This chapter describes several tools that you can use to monitor system performance. The tools are divided into two general categories: system monitoring tools and nonuniform memory access (NUMA) tools.
System monitoring tools include the hwinfo (1), topology(1), top(1) commands and the Performance Co-Pilot pmchart(1) commmand and other operating system commands such as the vmstat(1) , iostat(1) command and the sar(1) commands that can help you determine where system resources are being spent.
The gtopology(1) command displays a 3D scene of the system interconnect using the output from the topology(1) command.
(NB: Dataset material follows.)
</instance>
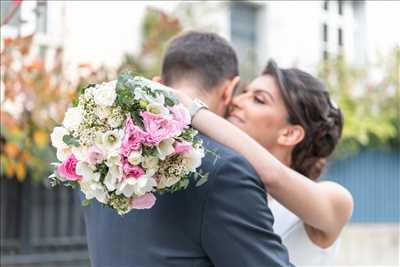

You can use system utilities to better understand the usage and limits of your system. These utilities allow you to observe both overall system performance and single-performance execution characteristics. This section covers the following topics:
This section descibes hardware inventory and usage commands and covers the following topics:
The hwinfo (8) command is used to probe for the hardware present in the system. It can be used to generate a system overview log which can be later used for support. To see the version installed on your system, perform the following command:
% rpm -qf /usr/sbin/hwinfo hwinfo-12.55-0.3 |
For more information, see the hwinfo(8) man page.
The topology(1) command provides topology information about your system.
Applications programmers can use the topology command to help optimize execution layout for their applications. For more information, see the topology(1) man page.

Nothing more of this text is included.